The presence of the hymen, a membrane expected to cover a good portion of the vaginal opening, is meant to signify honor and chastity, proof that a particular woman or girl has not sexually been touched by a man. 

 

The expectation that a girl or woman would rupture her hymen upon first sexual intercourse — usually on her wedding night — and that this would be accompanied by observable bleeding, has been an integral part of this concept of virginity.

Is this a little bit outdated? Absolutely.

Hymens Come In All Different Kinds, And They Don't Always Rupture

Hymens come in all different kinds.

Some cover the vaginal opening completely, while others leave only a tiny hole that doesn't allow for the insertion of a tampon. Both of these require surgery.

Some are thick and nearly impenetrable, while others are thin and devoid of the blood vessels that would lead to bleeding, meaning they rupture but don't bleed.

Some are so flexible that they never rupture at all, even after their owners have been through a vaginal birth or two, while others are so fragile that they spontaneously rupture during a gym class. 

 When you look at the facts, it quickly becomes apparent that the condition of a female's hymen — intact or not — doesn't have all that much to do with whether she has had sexual relations at all. If it wasn't for cultural norms, we could take the hymen out of the discussion of whether a female is a virgin or not altogether. 

So, Can You Lose Your Virginity To A Finger?

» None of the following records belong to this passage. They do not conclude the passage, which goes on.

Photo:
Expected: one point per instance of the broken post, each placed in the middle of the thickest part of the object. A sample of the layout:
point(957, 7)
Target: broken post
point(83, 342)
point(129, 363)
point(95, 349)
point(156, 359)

Women and girls who have never had vaginal sexual intercourse with a man have often been defined as virgins. If you agree with this definition, then no, you can't lose your virginity to a finger. If you believe you lose your virginity the moment your hymen ruptures, however, you can. 

 

Virginity is, you see, a social rather than a biological construct.

 

If you are not sure whether that is true, just ask yourself whether there is a universal definition of what it means. Are you still a virgin if you kissed someone? What about non-vaginal intercourse? What about non-penile vaginal intercourse? Different people will answer these questions rather differently. 

That can mean one of two things. If you live in a culture that doesn't place a high emphasis on remaining a virgin until your wedding night, you get to decide what virginity means (if anything!) all by yourself. If you do live in such a culture or sub-culture, and you are expected to bleed on your wedding day, you may be in need of medical assistance in the form of hymenoplasty (hymen reconstruction surgery) whether or not you have had sexual intercourse. If you can't prove that your hymen is intact, you may, after all, have difficulty convincing others that it wasn't a finger (likely socially unacceptable) but vigorous physical activity that caused your hymen to break.